Şehit yerine cellat olurduk. Somut somut sonra başımıza düşerdiN.
Değil mi Akbaba akbaba
Susayarak.
Tanrısal aktivizm
Sübyani şarz olizim
Ahlaki yok olizim
Para ve bir pınar o yeşil tabloda
Bu işte yerden çekim
tek tek
Ağaç
Ağaç
-Teknolojik materyalizm. Saygısız, soğuk, küflü,
aha! İşte o benden olmayan
Aç sefil titrek.
Yağmur yok.
Dua ermiyor ki!
-Allah’ın kabulüne.
--Niyeti-i Ayaz-
--
Habil’in Kabil mi olmaması?
Bu öz çekim
Fark eder miydi ki.
Oysa,
Esaretin niceliklerinden yakamızı kurtarıp
Önce nitelik yaratıp sonra kendimizi çekmesini sağlamalıydık. Gitmek için misyon-u alamet.
Şükür ve daha öncesi adab-ı hayat ederken. Erkân.
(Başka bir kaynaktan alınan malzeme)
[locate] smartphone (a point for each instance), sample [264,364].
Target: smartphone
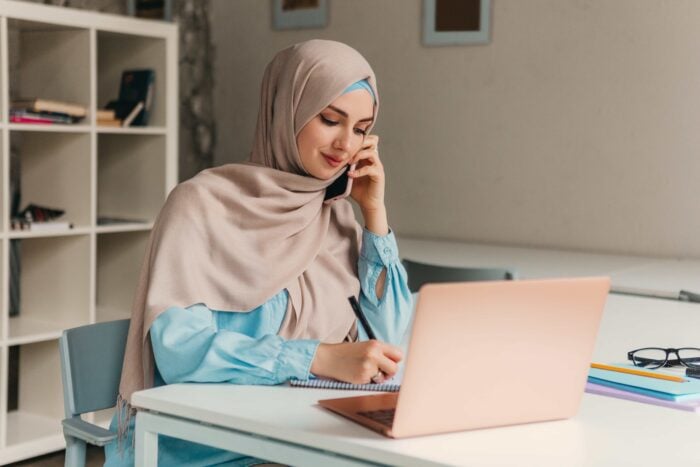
[341,187]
bir nefes duymak için ferah bir imtihan.
-Parmakta kalan o zerre-i bal.
Ateş çekimi,
elimizi uzatmamalıydık.
--
Hey! Küfesi teslim
İtişi de var, ilk kelimesi ‘oku’
kalma yazılmıştan bir kelime öte. -buda hayat yokuşu
-durur mızrak gibi böğrümüzde. –maalesef,
sen/siz oluyoruz
amaç hedef taksi, aynası çok olan bir kütüphane en ırağı,
öğrenmek bu şavkın sıvası, adımlar özgürlük.
-Özgüven çekimi-
---
hayal etmek senden sonra gelenin teşekkür gülümsemesi,
o en iyiye varması gerekenden,
bir buse,
be hey! Nefs-i vakur olması gereken ib..
değmeliydi! yanağımıza o damla
elimizde olsa da şemsiye. ‘Huzur’ kelime anlamıyla göğe bakmak olmalıydı.
--
Çekilirken çekinmek tüm kötülükten
Hiç olmaz ise bir iz idik madem
-Göbek bağımızda parmak izlerimiz-
-Rüyamda buluyorum hep kendimi tırmanırken.
---
Fotoğraf çekimi,
Selfi, Çıktı çıkalı uzayda boşluğumuz şaştı
Film çekimi kura çekimi aidiyet var oluş ensar
Her defasında Joker Çeken kuvvetler birliği
Kukla kuklayı çuvallarken
Aldı Sırtına beni.
Ve pişti.
---
Deprem sanattan çıkmış
Bir kaburga kemiği en azından taşıyordur.
Harekete lazım olan aşk ve his
bir olmak,
ölmeden henüz 1 an önce diri olmak
akıyor ve cesur.(elleri ellerinde)
Hak’ka sunulmuş bir ifade gibi dimdik duruyorken
Sallanmak.
Dansa sunulmuş bir hezeyan değildir.
Bilakis minnet-ü zevk
Zevk-i vuslat alametidir.
-Yoksa bizi çekendir renklerin alacalı bulacalı korelasyon. (yapay ilgi çekimcilik)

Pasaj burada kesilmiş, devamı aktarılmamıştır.